Master of Arts (M.A.)

Degree Granting Department

Mass Communication

Major Professor

Roxanne Watson, Ph.D.

Co-Major Professor

Justin Brown, Ph.D.

Committee Member

Justin Brown, Ph.D.

Committee Member

Scott Liu, Ph.D.

Keywords

Arthurian legend, British history, Chivalry, Rhetoric, Tennyson

Abstract

This study uses Winston Churchill's "We Shall Fight on the Beaches" speech, delivered to the House of Commons following the evacuation of Dunkirk, France in June 1940, as a source text by which to examine Churchill's use of British cultural narratives in political communication. Narrative and heuristic theories are proposed as means by which listeners process such messages. A number of rhetorical devices are defined, in order to inform a discussion of the narratives identified, particularly the means by which those narratives were rhetorically embedded in the text.
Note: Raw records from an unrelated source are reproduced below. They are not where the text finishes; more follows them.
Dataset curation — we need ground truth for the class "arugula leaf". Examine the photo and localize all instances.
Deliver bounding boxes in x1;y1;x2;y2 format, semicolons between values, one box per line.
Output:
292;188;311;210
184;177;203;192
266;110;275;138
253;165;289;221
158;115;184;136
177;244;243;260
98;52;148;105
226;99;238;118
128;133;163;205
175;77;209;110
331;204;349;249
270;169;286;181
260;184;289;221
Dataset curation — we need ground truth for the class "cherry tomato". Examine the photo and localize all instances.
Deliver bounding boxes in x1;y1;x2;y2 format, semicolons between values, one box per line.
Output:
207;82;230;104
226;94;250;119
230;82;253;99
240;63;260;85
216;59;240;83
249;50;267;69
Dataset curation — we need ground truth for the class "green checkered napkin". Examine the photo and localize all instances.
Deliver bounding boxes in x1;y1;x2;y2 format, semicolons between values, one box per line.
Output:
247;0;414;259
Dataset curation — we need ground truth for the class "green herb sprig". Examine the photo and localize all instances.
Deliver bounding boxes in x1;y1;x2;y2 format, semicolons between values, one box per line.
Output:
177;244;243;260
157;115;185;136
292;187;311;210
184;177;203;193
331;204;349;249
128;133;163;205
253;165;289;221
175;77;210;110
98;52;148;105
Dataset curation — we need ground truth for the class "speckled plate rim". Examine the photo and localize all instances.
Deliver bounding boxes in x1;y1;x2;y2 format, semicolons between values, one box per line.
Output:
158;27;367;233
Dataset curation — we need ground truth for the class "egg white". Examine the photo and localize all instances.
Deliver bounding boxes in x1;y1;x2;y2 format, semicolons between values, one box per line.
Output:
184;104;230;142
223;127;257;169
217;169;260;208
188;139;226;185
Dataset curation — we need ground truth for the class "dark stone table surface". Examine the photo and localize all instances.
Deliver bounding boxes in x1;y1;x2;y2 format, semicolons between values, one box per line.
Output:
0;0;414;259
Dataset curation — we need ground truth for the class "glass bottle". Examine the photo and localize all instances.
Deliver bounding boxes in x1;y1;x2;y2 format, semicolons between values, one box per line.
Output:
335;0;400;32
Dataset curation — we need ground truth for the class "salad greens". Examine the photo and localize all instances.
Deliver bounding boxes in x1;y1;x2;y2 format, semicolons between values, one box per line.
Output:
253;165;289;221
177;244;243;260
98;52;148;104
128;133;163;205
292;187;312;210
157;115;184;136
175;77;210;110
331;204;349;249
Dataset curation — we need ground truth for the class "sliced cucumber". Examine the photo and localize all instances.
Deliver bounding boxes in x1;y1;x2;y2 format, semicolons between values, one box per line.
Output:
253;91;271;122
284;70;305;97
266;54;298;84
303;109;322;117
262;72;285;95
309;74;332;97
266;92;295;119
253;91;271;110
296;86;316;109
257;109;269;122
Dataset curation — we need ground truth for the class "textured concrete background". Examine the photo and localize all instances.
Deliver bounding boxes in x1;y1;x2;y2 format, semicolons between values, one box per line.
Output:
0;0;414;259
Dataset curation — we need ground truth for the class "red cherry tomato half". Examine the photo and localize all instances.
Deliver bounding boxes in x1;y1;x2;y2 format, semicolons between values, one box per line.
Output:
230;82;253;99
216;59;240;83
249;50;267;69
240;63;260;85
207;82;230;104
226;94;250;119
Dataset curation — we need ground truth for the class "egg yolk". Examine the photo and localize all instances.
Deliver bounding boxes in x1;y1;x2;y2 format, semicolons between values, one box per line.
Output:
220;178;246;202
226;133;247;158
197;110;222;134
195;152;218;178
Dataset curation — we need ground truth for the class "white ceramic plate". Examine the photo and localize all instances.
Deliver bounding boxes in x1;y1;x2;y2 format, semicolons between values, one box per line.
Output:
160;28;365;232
After a careful examination of the source text, the narratives of knighthood and chivalric values, as well as King Arthur and the Arthurian legend, specifically as presented in Tennyson's Idylls of the King, were identified as primary cultural narratives from which Churchill draws much meaning. A thorough critical history of each of these narratives is undertaken, revealing sentiments of oath-bound civic duty tracing back to Britain's historical founding as a culture and a nation, following the fall of Rome in the fifth century, and persisting up until Churchill's use of those sentiments in his historic 1940 speech.